This systematic review focuses on technology-based rehabilitation with interventions supported by synchronous (real-time care) or asynchronous (not real-time care) TR, mHealth apps, or eHealth portable devices equipped with VR or AR apps. Hence, in this systematic review, we assessed the low-cost eHealth systems to determine their impact on improving upper limb functional recovery among patients with stroke by examining 2 main questions: (1) Are eHealth technology-based therapies more or equally effective than conventional therapies for stroke rehabilitation? (2) What are the main clinical considerations for low-cost eHealth technology–based rehabilitation?
Methods
Databases, Criteria, and Search Strategy
Separate literature searches were conducted in PubMed, Web of Science, Scopus and Embase databases, and Google Scholar. The Population, Intervention, Comparison, Outcome, and Study Design (PICOS) framework was used to define the following inclusion criteria: (P) the target population was composed of persons with poststroke, (I) we considered technological interventions for upper limb rehabilitation in stroke survivors (ie, eHealth rehabilitation, at home TR, and smartphone-based rehabilitation), (C) studies were selected with or with no control group comparison, (O) we considered upper limb function recovery outcomes, and (S) we search for systematic reviews written in English that evaluated the effectiveness of technology-based intervention for the rehabilitation of the upper limb in poststroke patients. There was no restriction on publication dates. The combination of key terms reported in was used for the search in each database. The searches were finalized in May 2023. Papers were excluded if they were not systematic review papers or were not written in English.
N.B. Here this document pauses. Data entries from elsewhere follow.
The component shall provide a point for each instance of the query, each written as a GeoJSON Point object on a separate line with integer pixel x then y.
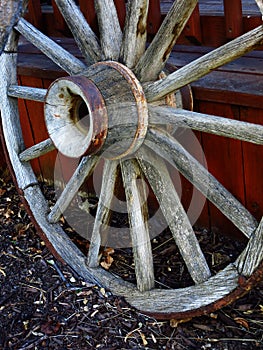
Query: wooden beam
{"type": "Point", "coordinates": [233, 18]}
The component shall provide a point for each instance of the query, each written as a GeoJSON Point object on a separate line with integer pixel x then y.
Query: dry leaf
{"type": "Point", "coordinates": [108, 259]}
{"type": "Point", "coordinates": [242, 322]}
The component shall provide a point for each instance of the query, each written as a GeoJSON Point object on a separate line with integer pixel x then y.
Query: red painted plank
{"type": "Point", "coordinates": [253, 165]}
{"type": "Point", "coordinates": [25, 120]}
{"type": "Point", "coordinates": [58, 21]}
{"type": "Point", "coordinates": [192, 31]}
{"type": "Point", "coordinates": [154, 17]}
{"type": "Point", "coordinates": [88, 9]}
{"type": "Point", "coordinates": [35, 13]}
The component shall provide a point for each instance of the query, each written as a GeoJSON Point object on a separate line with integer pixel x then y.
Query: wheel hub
{"type": "Point", "coordinates": [106, 102]}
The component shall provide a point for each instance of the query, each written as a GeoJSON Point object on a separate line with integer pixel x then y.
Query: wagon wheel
{"type": "Point", "coordinates": [125, 127]}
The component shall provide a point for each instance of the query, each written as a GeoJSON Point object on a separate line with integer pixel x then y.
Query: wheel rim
{"type": "Point", "coordinates": [208, 292]}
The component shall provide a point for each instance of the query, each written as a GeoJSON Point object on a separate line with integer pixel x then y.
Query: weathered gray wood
{"type": "Point", "coordinates": [61, 244]}
{"type": "Point", "coordinates": [51, 49]}
{"type": "Point", "coordinates": [103, 211]}
{"type": "Point", "coordinates": [110, 30]}
{"type": "Point", "coordinates": [252, 256]}
{"type": "Point", "coordinates": [126, 107]}
{"type": "Point", "coordinates": [157, 54]}
{"type": "Point", "coordinates": [37, 150]}
{"type": "Point", "coordinates": [235, 129]}
{"type": "Point", "coordinates": [156, 300]}
{"type": "Point", "coordinates": [205, 64]}
{"type": "Point", "coordinates": [172, 151]}
{"type": "Point", "coordinates": [27, 93]}
{"type": "Point", "coordinates": [135, 32]}
{"type": "Point", "coordinates": [138, 220]}
{"type": "Point", "coordinates": [190, 298]}
{"type": "Point", "coordinates": [158, 176]}
{"type": "Point", "coordinates": [83, 34]}
{"type": "Point", "coordinates": [10, 115]}
{"type": "Point", "coordinates": [10, 12]}
{"type": "Point", "coordinates": [84, 169]}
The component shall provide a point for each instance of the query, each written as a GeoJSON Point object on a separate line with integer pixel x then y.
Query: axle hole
{"type": "Point", "coordinates": [81, 115]}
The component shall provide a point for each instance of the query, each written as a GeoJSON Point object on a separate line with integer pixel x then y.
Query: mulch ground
{"type": "Point", "coordinates": [45, 305]}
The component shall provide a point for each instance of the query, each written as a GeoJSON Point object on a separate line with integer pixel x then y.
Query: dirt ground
{"type": "Point", "coordinates": [45, 305]}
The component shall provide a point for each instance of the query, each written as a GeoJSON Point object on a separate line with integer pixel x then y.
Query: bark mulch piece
{"type": "Point", "coordinates": [45, 305]}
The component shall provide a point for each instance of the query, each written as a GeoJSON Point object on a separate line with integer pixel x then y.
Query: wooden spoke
{"type": "Point", "coordinates": [205, 64]}
{"type": "Point", "coordinates": [10, 120]}
{"type": "Point", "coordinates": [158, 176]}
{"type": "Point", "coordinates": [37, 150]}
{"type": "Point", "coordinates": [138, 219]}
{"type": "Point", "coordinates": [207, 123]}
{"type": "Point", "coordinates": [155, 57]}
{"type": "Point", "coordinates": [83, 34]}
{"type": "Point", "coordinates": [27, 93]}
{"type": "Point", "coordinates": [56, 53]}
{"type": "Point", "coordinates": [135, 32]}
{"type": "Point", "coordinates": [84, 169]}
{"type": "Point", "coordinates": [171, 150]}
{"type": "Point", "coordinates": [103, 211]}
{"type": "Point", "coordinates": [110, 30]}
{"type": "Point", "coordinates": [252, 256]}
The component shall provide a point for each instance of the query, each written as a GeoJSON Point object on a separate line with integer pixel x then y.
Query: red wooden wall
{"type": "Point", "coordinates": [234, 91]}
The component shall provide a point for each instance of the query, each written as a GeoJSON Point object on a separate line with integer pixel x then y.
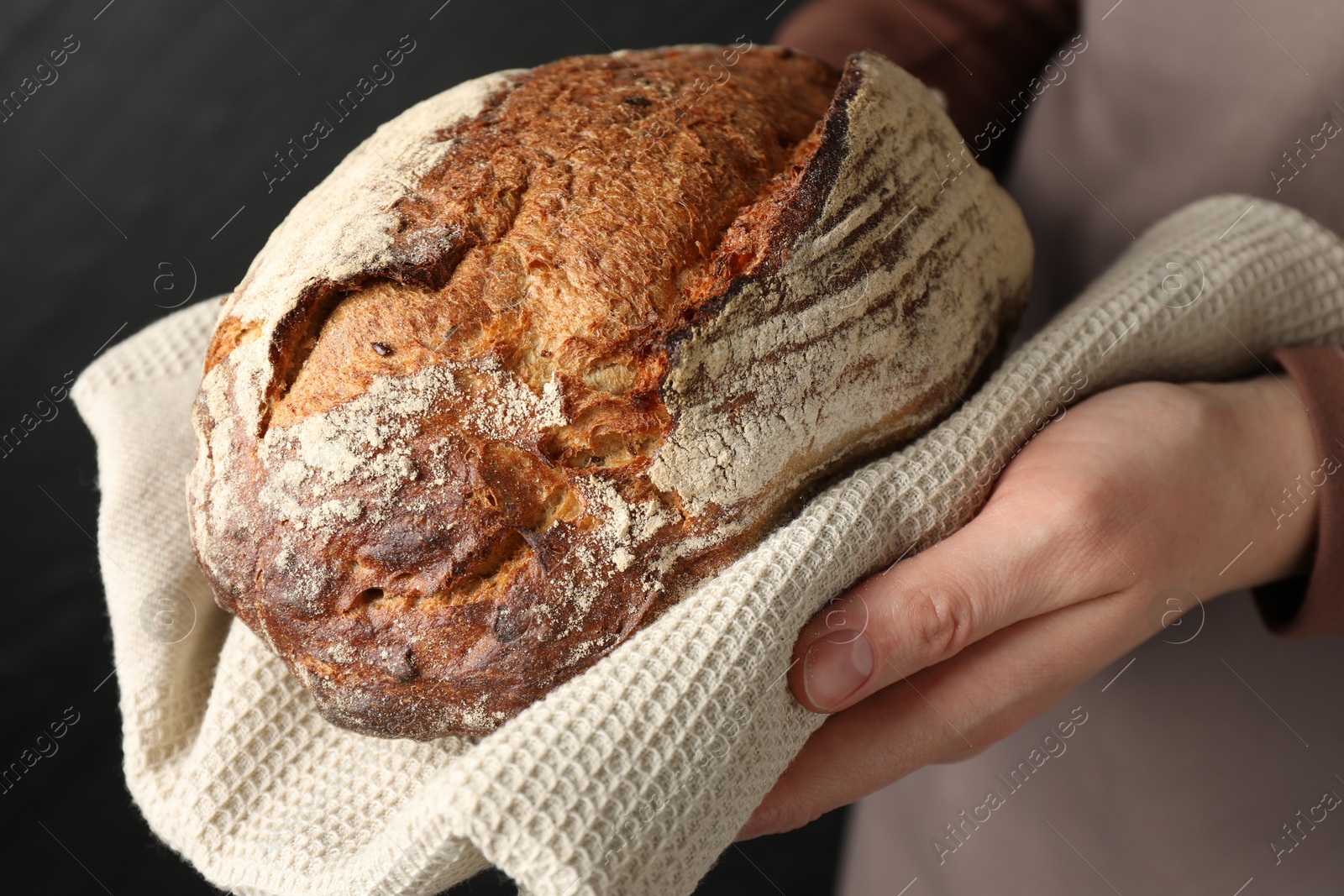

According to the predefined criteria, the screening phase was based on analyzing titles and then abstracts. Later, full-paper articles of those titles or abstracts of screened publications were reviewed independently by MR and SL. VS was involved in reaching a consensus in cases of disagreement. Studies that met the inclusion criteria were included, and the results of the searches were summarized. We used the PRISMA (Preferred Reporting Items for Systematic Reviews and Meta-Analysis) [] flowchart in the retrieval and selection process. Each included systematic review was summarized by extracting essential data to answer the 2 research questions. The themes analyzed are (1) types of interventions and technology used, (2) effectiveness of eHealth technology–based interventions for recovering the upper limb, and (3) methodological quality assessments using the Assessment of Multiple Systematic Reviews (AMSTAR 2) criteria. The summaries were synthesized to provide a cohesive narrative highlighting similarities and differences across studies. This process involved comparing intervention types (eg, VR, AR, and mHealth apps), their reported effectiveness, and any noted limitations or gaps in evidence.
Study Quality Assessment
Three authors independently and anonymously appraised the final papers’ methodological quality using the AMSTAR 2 []. AMSTAR 2 is designed to appraise systematic reviews of health care interventions and rate their overall confidence. The tool can appraise various aspects of systematic reviews of randomized controlled trials (RCTs), nonrandomized studies of interventions, or both.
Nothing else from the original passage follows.